Wee Man was among the lucky ones in his native land. The Shire River (pronounced "shee-ray") is the longest river in Malawi, flowing about 250 miles from Lake Malawi in the north to the Zambezi River in the south. For many Malawians, the Shire is the most convenient source of freshwater. But the chore of fetching water, which traditionally falls to women and children, can be deadly.
The Shire is home to killer crocodiles. In one area of Malawi alone, three deaths by crocodile attack on the river are reported every month, according to a 2006 United Nations report.
A few weeks back, we asked Vasco if he'd like to go for a boat ride on the Chicago River. When he said absolutely not because of the crocodiles (and because the only boat he'd seen before arriving in Chicago was a canoe), we thought he was kidding. He wasn't.
In March, Sen. Dick Durbin (D-IL) introduced the Sen. Paul Simon Water for the World Act of 2009, legislation that calls for our government to help provide access to clean drinking water for an additional 100 million people worldwide, including in places such as Malawi. It is the continuation of the work begun by the late Sen. Simon, who in 1998 published a book titled Tapped Out: The Coming World Crisis in Water and What We Can Do About It.
Durbin's water bill is languishing in committee. Thursday morning, I received an e-mail alert from the ONE Campaign, the nonprofit organization whose goal, in part, is to urge U.S. government funding for international aid programs, asking me to write my senator to support the bill.
My senior senator, bless him, already does. But maybe yours doesn't. You might want to find out.
One of our first outings with Wee Man was to the garden at the Morton Arboretum in Lisle with one of my closest friends and her children. Wee Man had a ball on the jungle gyms, obstacle courses, and rope bridges. At one point, Wee Man and Greta, both age 10, arrived at a display that featured a metal hand pump and a wooden shoot that guided water down a slope.
Greta's mother, Shayne, remarked aloud at the irony of our little guy from Malawi "playing" with the same kind of hand pump that he used in Malawi to collect water from the borehole.

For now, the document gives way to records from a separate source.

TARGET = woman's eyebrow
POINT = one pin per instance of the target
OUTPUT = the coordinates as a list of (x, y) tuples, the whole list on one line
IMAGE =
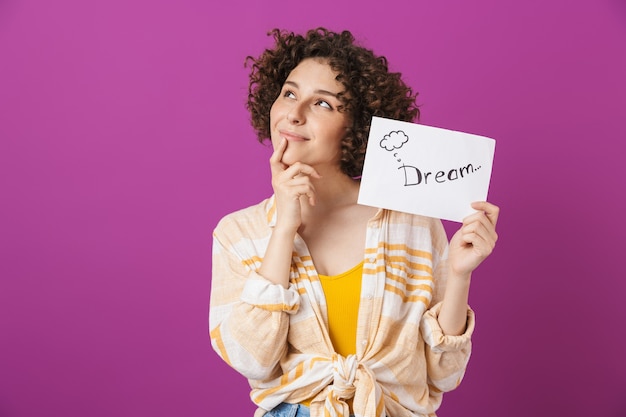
[(323, 92)]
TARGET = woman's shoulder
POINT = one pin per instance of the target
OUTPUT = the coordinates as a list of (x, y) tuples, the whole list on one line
[(402, 218), (246, 220)]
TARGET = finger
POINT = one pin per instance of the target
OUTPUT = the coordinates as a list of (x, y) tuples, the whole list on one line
[(491, 210), (298, 169), (479, 245), (479, 223), (276, 163)]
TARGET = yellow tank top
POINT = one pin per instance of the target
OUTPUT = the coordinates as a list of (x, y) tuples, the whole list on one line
[(343, 293)]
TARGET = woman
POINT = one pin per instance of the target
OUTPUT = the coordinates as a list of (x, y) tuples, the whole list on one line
[(326, 306)]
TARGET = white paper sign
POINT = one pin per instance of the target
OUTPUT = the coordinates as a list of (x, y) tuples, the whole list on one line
[(425, 170)]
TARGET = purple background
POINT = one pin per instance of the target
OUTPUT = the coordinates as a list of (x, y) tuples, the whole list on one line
[(124, 138)]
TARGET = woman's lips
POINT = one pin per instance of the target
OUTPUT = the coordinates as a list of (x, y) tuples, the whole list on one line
[(292, 137)]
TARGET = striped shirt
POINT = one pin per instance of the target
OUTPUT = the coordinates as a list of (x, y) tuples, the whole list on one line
[(278, 338)]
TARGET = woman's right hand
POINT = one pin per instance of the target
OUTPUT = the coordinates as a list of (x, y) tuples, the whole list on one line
[(292, 187)]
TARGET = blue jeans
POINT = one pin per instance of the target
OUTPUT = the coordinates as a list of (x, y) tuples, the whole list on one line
[(289, 410)]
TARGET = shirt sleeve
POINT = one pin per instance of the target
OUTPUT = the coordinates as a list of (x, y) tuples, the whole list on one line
[(447, 356), (248, 315)]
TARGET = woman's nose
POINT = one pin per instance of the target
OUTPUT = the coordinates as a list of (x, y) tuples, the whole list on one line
[(296, 115)]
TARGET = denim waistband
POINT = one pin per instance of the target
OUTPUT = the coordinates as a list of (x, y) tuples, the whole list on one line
[(289, 410)]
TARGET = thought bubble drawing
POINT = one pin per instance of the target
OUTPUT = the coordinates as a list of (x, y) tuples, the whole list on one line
[(394, 140)]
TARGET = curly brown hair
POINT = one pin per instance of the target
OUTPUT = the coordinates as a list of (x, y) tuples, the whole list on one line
[(370, 88)]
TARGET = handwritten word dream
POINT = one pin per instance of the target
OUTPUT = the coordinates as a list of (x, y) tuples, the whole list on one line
[(415, 176)]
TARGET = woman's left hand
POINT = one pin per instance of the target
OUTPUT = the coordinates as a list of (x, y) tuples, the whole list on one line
[(475, 240)]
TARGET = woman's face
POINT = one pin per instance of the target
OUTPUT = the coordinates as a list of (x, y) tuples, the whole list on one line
[(306, 114)]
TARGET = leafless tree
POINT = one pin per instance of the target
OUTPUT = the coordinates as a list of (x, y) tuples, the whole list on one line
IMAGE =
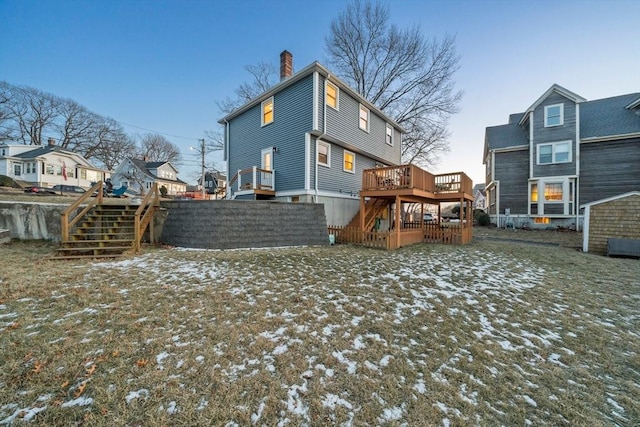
[(263, 77), (407, 76), (157, 148), (114, 145), (32, 111)]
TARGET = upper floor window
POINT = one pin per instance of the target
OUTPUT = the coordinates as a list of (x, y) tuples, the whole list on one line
[(364, 118), (556, 152), (389, 135), (554, 115), (324, 154), (349, 162), (332, 95), (267, 111)]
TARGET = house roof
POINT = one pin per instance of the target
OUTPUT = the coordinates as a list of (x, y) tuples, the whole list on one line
[(609, 116), (598, 118), (146, 166), (309, 69), (43, 150), (554, 88)]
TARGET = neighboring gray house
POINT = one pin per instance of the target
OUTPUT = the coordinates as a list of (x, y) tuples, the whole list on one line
[(308, 139), (561, 153), (140, 175)]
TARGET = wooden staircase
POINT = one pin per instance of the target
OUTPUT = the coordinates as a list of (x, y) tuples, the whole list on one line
[(103, 230)]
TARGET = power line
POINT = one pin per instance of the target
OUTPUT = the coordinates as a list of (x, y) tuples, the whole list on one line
[(158, 132)]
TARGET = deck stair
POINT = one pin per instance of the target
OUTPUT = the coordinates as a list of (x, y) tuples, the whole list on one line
[(373, 209)]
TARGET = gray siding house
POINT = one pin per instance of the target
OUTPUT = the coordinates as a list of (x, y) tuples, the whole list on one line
[(307, 139), (561, 153)]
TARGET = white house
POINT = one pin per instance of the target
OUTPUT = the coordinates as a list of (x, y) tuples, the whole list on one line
[(140, 175), (48, 165)]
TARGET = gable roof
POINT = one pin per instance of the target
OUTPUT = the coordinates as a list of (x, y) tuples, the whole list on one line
[(554, 88), (145, 167), (306, 71), (43, 150), (609, 116), (598, 118)]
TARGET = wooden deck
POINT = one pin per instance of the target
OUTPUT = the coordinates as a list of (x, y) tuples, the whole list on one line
[(386, 189)]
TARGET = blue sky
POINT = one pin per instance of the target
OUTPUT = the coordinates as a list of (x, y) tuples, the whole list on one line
[(162, 65)]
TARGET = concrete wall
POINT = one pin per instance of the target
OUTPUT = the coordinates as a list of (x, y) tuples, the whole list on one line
[(28, 220), (618, 218), (227, 224)]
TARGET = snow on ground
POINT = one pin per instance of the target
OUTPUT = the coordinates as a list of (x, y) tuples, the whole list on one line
[(472, 295)]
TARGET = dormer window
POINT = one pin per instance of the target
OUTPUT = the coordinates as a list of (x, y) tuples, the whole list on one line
[(554, 115)]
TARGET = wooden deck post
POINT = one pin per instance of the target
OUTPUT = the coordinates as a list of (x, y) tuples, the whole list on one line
[(397, 227)]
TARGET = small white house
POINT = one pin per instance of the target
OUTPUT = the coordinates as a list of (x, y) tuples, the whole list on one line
[(48, 165), (140, 175)]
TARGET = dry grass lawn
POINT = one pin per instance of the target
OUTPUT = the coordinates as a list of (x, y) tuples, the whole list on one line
[(497, 332)]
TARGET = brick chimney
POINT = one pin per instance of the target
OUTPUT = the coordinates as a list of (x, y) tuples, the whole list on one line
[(286, 65)]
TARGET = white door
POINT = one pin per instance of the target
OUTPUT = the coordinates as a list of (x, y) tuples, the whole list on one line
[(266, 179)]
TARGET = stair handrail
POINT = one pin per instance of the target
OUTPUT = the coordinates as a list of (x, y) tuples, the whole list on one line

"It's a toy for our kids, but for him it's life," she said.
Water is life, literally and figuratively.
It is a key element in the rituals of nearly every religious tradition.
As a purifier and a blessing. In baptism. Before burial.
As a symbol of redemption, grace, and life itself.
"If in thirst you drink water from a cup," the great Sufi poet Rumi said, "you see God in it."
Take a moment today and visit the ONE campaign Web site to sign an online petition urging your senator to support the Simon Water for the World Act of 2009.